A client with stage II ovarian cancer undergoes a total abdominal hysterectomy and bilateral salpingo- oopherectomy with tumor secretion, omentectomy, appendectomy, and lymphadenopathy. During the second postoperative day, which of the following assessment findings would raise concern in the nurse?
- A. Abdominal pain
- B. Serous drainage from the incision
- C. Hypoactive bowel sounds
- D. Shallow breathing and increasing lethargy
Correct Answer: D
Rationale: The correct answer is D: Shallow breathing and increasing lethargy. This finding could indicate a potential respiratory complication such as atelectasis or pneumonia, which are common postoperative complications. Shallow breathing can lead to inadequate oxygenation and ventilation, causing lethargy due to decreased oxygen delivery to tissues. It is crucial to assess and address respiratory issues promptly to prevent further complications.
A: Abdominal pain is expected postoperatively and can be managed with pain medications.
B: Serous drainage from the incision is a normal finding after surgery and indicates the wound is healing properly.
C: Hypoactive bowel sounds are common after surgery due to decreased peristalsis and can be managed with interventions such as early ambulation and medications.

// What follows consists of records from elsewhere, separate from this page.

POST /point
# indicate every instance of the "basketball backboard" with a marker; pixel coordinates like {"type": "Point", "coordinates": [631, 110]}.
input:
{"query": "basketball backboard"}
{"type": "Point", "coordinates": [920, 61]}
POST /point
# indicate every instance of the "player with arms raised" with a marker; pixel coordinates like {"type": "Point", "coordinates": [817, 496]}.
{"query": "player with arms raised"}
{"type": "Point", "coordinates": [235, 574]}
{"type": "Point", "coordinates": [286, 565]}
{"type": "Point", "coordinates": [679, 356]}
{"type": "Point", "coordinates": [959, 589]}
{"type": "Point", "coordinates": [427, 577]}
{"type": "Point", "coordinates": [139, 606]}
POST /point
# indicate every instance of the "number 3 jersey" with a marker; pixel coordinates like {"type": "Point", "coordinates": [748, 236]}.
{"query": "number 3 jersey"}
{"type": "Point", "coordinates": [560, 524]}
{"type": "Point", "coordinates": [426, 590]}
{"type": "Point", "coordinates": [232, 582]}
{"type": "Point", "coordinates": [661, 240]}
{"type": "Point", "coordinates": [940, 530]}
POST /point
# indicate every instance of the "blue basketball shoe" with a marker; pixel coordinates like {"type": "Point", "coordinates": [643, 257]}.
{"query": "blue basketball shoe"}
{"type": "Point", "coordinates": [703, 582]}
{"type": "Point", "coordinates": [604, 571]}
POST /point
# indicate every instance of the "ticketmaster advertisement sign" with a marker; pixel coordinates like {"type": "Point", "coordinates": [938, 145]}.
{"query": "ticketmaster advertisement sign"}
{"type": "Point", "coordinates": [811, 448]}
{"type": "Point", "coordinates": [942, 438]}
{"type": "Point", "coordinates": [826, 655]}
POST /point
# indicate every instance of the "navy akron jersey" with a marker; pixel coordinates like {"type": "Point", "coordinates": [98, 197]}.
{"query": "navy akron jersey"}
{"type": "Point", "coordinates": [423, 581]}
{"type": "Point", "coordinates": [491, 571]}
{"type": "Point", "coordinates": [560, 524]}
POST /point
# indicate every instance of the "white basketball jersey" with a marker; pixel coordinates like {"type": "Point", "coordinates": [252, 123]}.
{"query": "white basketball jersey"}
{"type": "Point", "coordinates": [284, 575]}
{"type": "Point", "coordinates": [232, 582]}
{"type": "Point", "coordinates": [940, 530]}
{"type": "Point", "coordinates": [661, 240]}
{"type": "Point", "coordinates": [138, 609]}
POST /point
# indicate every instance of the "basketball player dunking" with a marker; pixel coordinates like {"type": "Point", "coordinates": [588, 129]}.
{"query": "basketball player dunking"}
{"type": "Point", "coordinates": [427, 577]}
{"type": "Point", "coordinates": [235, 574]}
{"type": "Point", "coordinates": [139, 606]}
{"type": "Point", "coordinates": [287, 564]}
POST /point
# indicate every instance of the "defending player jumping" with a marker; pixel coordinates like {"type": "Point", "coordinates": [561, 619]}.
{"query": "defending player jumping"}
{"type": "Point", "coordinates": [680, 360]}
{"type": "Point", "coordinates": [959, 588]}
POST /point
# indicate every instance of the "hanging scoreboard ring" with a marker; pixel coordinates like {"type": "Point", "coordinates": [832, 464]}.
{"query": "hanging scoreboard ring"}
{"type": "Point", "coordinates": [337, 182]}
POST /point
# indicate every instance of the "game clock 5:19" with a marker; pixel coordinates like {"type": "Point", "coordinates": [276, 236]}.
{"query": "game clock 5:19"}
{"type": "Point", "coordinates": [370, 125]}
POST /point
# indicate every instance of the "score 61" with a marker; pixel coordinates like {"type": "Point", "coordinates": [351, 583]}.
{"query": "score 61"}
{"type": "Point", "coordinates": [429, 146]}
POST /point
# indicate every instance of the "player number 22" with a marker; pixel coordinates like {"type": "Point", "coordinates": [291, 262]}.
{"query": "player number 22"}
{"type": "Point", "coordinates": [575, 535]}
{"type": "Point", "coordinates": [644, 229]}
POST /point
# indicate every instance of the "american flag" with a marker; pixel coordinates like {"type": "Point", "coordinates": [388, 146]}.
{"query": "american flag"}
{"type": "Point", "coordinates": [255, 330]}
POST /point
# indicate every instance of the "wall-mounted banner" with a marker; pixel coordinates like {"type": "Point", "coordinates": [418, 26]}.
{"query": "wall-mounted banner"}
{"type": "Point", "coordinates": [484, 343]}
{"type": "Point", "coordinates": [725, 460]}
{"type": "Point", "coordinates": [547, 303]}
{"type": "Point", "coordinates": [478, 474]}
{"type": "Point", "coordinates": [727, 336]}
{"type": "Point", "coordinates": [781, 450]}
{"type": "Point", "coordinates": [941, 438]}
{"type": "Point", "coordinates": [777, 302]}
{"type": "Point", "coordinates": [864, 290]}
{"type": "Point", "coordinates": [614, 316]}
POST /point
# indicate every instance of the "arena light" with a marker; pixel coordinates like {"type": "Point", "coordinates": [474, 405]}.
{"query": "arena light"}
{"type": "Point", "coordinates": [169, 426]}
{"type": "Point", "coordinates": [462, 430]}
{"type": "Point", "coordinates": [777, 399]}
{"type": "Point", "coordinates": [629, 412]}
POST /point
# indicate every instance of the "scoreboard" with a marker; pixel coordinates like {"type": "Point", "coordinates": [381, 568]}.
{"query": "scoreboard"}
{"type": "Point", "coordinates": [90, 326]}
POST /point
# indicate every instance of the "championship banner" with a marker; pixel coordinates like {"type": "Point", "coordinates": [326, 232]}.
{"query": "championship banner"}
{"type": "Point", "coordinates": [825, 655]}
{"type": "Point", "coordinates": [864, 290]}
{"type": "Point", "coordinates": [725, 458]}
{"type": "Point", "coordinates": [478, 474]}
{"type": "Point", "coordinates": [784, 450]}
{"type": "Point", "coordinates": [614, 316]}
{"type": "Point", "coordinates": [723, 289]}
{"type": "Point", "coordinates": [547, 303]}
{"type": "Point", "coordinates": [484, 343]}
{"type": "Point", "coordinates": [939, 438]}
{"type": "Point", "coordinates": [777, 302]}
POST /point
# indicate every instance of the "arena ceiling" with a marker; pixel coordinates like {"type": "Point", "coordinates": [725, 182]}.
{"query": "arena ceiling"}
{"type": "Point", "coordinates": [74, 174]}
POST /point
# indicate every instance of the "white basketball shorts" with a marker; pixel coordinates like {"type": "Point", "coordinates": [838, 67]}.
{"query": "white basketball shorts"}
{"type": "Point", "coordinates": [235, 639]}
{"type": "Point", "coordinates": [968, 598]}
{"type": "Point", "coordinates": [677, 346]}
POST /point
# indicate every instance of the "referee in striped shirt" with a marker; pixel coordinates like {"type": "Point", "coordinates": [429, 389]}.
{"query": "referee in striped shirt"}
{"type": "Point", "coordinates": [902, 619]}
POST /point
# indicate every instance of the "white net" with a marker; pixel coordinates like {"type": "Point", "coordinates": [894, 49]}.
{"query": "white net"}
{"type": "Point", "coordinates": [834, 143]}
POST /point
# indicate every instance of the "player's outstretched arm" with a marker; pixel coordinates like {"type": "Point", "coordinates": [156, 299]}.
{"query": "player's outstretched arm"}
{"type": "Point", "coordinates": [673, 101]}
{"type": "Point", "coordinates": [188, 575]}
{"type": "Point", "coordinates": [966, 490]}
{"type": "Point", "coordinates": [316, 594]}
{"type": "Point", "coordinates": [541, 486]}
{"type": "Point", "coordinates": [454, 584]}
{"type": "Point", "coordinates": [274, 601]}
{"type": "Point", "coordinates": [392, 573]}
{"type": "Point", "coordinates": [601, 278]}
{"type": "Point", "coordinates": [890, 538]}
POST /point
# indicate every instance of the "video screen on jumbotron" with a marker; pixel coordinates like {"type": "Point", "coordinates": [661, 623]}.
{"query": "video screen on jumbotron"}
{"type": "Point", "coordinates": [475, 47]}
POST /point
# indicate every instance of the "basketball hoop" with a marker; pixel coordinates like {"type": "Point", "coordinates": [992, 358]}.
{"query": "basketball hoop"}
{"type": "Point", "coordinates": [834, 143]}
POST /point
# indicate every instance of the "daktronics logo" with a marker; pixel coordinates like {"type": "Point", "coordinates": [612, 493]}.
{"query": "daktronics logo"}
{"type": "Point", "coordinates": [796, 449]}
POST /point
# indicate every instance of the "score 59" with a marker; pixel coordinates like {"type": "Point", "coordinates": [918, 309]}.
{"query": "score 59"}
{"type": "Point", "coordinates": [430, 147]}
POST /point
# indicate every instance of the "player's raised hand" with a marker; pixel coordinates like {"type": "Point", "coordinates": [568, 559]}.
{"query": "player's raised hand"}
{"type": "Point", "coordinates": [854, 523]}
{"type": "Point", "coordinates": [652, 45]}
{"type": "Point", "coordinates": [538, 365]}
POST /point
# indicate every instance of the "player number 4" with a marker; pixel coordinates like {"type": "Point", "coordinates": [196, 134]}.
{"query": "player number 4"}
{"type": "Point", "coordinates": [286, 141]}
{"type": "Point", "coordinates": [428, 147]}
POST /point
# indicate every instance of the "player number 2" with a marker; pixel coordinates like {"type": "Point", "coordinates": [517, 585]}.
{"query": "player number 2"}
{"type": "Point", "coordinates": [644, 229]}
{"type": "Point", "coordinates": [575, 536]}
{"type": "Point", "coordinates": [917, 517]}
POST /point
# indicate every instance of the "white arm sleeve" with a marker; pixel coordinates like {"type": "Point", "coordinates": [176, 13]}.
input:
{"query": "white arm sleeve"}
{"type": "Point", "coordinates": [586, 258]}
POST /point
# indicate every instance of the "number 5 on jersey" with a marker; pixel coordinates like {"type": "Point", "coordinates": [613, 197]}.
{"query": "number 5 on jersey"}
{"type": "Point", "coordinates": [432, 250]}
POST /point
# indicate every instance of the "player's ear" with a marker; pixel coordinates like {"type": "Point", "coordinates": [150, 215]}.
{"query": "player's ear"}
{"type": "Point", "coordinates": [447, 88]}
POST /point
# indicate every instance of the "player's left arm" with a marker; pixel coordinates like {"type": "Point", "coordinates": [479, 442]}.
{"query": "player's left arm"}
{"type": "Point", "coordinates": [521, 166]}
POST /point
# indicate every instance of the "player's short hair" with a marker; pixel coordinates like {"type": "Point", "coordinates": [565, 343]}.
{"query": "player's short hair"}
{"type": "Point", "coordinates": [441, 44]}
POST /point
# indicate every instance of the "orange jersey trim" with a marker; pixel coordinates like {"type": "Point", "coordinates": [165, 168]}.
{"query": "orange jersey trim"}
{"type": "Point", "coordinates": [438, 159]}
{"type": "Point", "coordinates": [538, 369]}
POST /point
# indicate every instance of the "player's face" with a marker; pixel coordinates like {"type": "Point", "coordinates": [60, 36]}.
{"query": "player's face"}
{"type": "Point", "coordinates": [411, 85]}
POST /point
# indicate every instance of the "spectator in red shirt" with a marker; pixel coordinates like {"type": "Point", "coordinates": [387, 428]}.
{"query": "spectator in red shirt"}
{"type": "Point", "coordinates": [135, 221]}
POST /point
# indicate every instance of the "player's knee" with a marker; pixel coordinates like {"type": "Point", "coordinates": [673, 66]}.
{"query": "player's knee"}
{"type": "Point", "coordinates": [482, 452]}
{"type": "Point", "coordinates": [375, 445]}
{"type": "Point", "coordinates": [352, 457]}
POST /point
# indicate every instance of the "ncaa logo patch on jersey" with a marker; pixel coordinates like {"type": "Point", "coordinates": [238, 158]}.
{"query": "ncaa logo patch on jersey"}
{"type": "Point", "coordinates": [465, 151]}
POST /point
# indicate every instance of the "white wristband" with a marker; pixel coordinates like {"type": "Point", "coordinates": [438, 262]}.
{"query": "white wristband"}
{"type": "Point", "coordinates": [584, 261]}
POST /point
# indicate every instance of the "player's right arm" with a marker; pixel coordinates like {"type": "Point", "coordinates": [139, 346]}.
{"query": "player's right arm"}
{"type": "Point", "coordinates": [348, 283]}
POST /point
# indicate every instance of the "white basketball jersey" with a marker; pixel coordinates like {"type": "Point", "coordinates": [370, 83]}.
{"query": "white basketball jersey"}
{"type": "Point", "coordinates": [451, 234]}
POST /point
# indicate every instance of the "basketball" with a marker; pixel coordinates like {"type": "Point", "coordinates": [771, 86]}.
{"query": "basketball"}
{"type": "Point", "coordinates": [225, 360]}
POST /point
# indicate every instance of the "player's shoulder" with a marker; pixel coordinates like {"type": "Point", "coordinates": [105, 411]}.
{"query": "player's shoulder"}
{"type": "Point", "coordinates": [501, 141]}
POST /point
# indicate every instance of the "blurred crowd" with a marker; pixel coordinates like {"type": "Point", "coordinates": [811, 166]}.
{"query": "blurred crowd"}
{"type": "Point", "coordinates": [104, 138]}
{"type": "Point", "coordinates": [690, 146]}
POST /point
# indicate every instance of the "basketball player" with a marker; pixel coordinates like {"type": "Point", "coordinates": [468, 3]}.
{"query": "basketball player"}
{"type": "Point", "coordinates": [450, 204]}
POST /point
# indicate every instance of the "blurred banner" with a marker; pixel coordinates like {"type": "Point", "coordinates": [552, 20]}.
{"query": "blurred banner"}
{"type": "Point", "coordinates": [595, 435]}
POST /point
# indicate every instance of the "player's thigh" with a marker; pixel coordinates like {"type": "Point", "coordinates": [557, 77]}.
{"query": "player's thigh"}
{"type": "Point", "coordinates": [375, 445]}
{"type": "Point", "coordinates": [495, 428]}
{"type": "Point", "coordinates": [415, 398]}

During the nursing interview Toni minimizes her visual problems talks about remaining in school to attempt advanced degrees, requests information about full-time jobs in nursing and mentions her desire to have several more children. The nurse recognizes her emotional responses as being:
- A. An example of inappropriate euphoria characteristic of the disease process
- B. A reflection of coping mechanisms used to deal with the exacerbation of her illness
- C. Indicative of the remission phase of her chronic illness
- D. Realistic for her current level of physical functioning
Correct Answer: B
Rationale: The correct answer is B because Toni's behavior of minimizing her visual problems, focusing on future goals, seeking information about job opportunities, and expressing desire for more children reflects coping mechanisms used to deal with the exacerbation of her illness. This behavior suggests that she is trying to maintain a sense of normalcy and control in the face of her health challenges.
A: Inappropriate euphoria is excessive happiness or excitement, which is not evident in Toni's behavior.
C: Remission phase typically involves a decrease in symptoms, which is not reflected in Toni's situation.
D: Realistic for her current level of physical functioning does not explain her behavior as coping mechanisms.